Elettromagnetismo - elettrochimica - Pila a corona
Pila a corona di tazze
Descrizione
Descrizione          Funzionamento: spiegazione - verifica          Testi&Curiosità


Lo strumento: vista 1 vista 2
Un elettrodo bimetallico (con scaricatore)
Disposizione degli elettrodi: vista 1 vista 2
Stato dell'apparato prima della pulizia
Stato degli elettrodi prima e dopo la pulizia

La Pila a colonna di Alessando Volta venne ben presto modificata (evoluzione della pila) nel tentativo di rendere il dispositivo elettrochimico più efficiente, facilmente manutenzionabile e costruibile in tempi ragionevolmente brevi. La pila cosiddetta "a corona di tazze" (nota anche con il nome di pila Wollaston) ha conosciuto una discreta diffusione nelle sue forme più o meno complesse.

Il dispositivo del Vecchio Gabinetto di Fisica del Liceo è il più semplice possibile ed è formato da quei pochi elementi rimasti di una pila a corona di tazze ben più grande, portata addirittura nell'anno scolastico 1828 - 1829 da 800 a 1000 tazze, come emerge dall'Inventario del 1818! Due armadi in legno custodivano lo strumento. In quanto modifica della pila a colonna, la pila a corona di tazze o Wollaston ne condivide il principio di funzionamento in relazione alla reazione d'ossidoriduzione spontanea sfruttata per ottenere energia.

Le pile a corona di tazze si prestano molto bene alla produzione in serie degli elementi che le compongono e inoltre possono essere accresciute sempre di più anche in momenti successivi ovvero quando le disponibilità finanziarie di ogni singolo laboratorio consentono l'acquisto di nuovi componenti. In un simile dispositivo elettrochimico si hanno gli elettrodi e le tazze di vetro. Ciascun elettrodo è formato dall'unione di una lamina di zinco con una di rame (coppia bimetallica). Nel modello del Liceo ogni elettrodo bimetallico presenta una lamina di rame a forma cilindrica, dalla quale esce un arco di rame che termina con un cono di zinco. Gli elettrodi finali presentavano ciascuno un tratto di filo di rame isolato con la seta (scaricatore). Le tazze sono ovviamente in vetro e con diametro leggermente maggiore di quello delle lamine di rame.
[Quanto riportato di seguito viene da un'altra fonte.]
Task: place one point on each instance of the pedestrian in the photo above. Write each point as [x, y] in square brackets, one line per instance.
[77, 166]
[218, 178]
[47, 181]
Per costruire la pila si prendevano un numero di tazze pari agli elettrodi che si aveva intenzione di impiegare. Inserito ogni elettrodo in una tazza, si faceva in modo che il suo cono di zinco cadesse nel centro del cilindro di rame dell'elettrodo che occupa la tazza successiva e così via. Le foto 4 e 5 mostrano la disposizione degli elettrodi in assenza delle relative tazze visibili sullo sfondo. Non restava infine che inserire in cascuna tazza l'acqua acidificata.

Del dispositivo originario restano purtroppo solo 10 tazze, 11 elettrodi bimetallici e ciò che forse era un elemento di sostegno della pila (una mensola, una chiusura di uno dei due armadi?). Prima dell'esposizione lo strumento è stato pulito nelle parti metalliche, lasciando però un solo elettrodo nello stato originale dell'intero dispositivo, cioè com'era nella Mostra del 1994. Il confronto tra prima e dopo in relazione allo strato di ossido presente sugli elettrodi bimetallici non necessita di ulteriori commenti.